Cuando llegó a la estación Amundsen-Scott, en noviembre de 1998, como profesional médico de la campaña del 99 para un equipo de 41 personas, había pasado una exhaustiva selección, en la que no faltó un examen físico y otro psicológico minuciosos. «Me apunté porque llevaba 20 años haciendo lo mismo y quería vivir otra experiencia. Y la tuve», explica con un aire jovial que no trasluce ni un atisbo del drama que soportó.

Llevaba tres meses en la Antártida cuando, un buen día, se detectó un bulto en el pecho. No podía ser en peor momento. Acababa de terminar el período, de menos de cuatro meses, en el que es posible salir y entrar de la estación científica.

El resto del año, una temperatura que alcanza casi los 40 grados bajo cero impide cualquier intento de escapar esquiando por tierra o por aire. «Me lo descubrí dos semanas después de que saliera el último avión y pensé que iba a morir», dice Nielsen. «Pero yo vivía allí con una misión. Todos éramos imprescindibles y pensar eso me ayudó, porque tenía que trabajar para los demás y no pensaba tanto en mí. Nunca tuve miedo de morir allí».

Durante tres meses, Jerri calló su enfermedad a sus compañeros.«¿Para qué asustar a todos?», argumenta.
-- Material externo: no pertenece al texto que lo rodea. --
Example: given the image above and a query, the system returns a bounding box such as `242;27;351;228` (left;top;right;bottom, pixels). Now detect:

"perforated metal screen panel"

Sólo cuando el cáncer empezó a crecer, se lo comunicó al jefe de la estación, Mike Masterman, y lo hizo porque quería que algunos tuvieran libres una horas en las que ella les enseñara a ser médicos, para cuando Jerri no pudiera seguir adelante.

En esa parte del relato, su cara se ilumina: «Entonces ellos y la fundación que me había enviado decidieron salvarme la vida».
Lo primero que hicieron fue soltar en paracaídas desde un avión los medicamentos de quimioterapia que iba a necesitar.

Antes, sin embargo, tenía que hacer una biopsia para saber si el bulto en la mama era realmente maligno. «Con ayuda de una papa, enseñé al soldador del equipo a sacar tejido de mi pecho y con un pollo le mostré cómo dar puntos de sutura. Parecía no estar asustado, pero luego supe que estaba aterrorizado». Más adelante, ella tendría que practicarse otras biopsias, es decir, pincharse repetidamente para sacar tejido del pecho.
Luego llegó la telemedicina. Con ayuda de una cámara, un microscopio y un ordenador envió las células vía e-mail a Estados Unidos y se confirmó su diagnóstico.
La quimioterapia la recibió con ayuda de una conductora de todoterreno y un mecánico -«Lo suyo es trabajo de precisión», argumenta-, que se la suministraban por goteo. «Así estuve desde julio a octubre. Aunque seguía trabajando, porque era la segunda a bordo de la estación, me puse muy enferma; perdí el pelo, me dolía el brazo; físicamente no mejoraba y, para colmo, el bulto comenzó a crecer de nuevo».

Ya recuperada, tras múltiples operaciones, una película sobre su experiencia y, ahora, un libro, Jerri Nielsen está convencida de que «la gente puede hacer cosas sorprendentes, pero no sabe que tiene esa capacidad».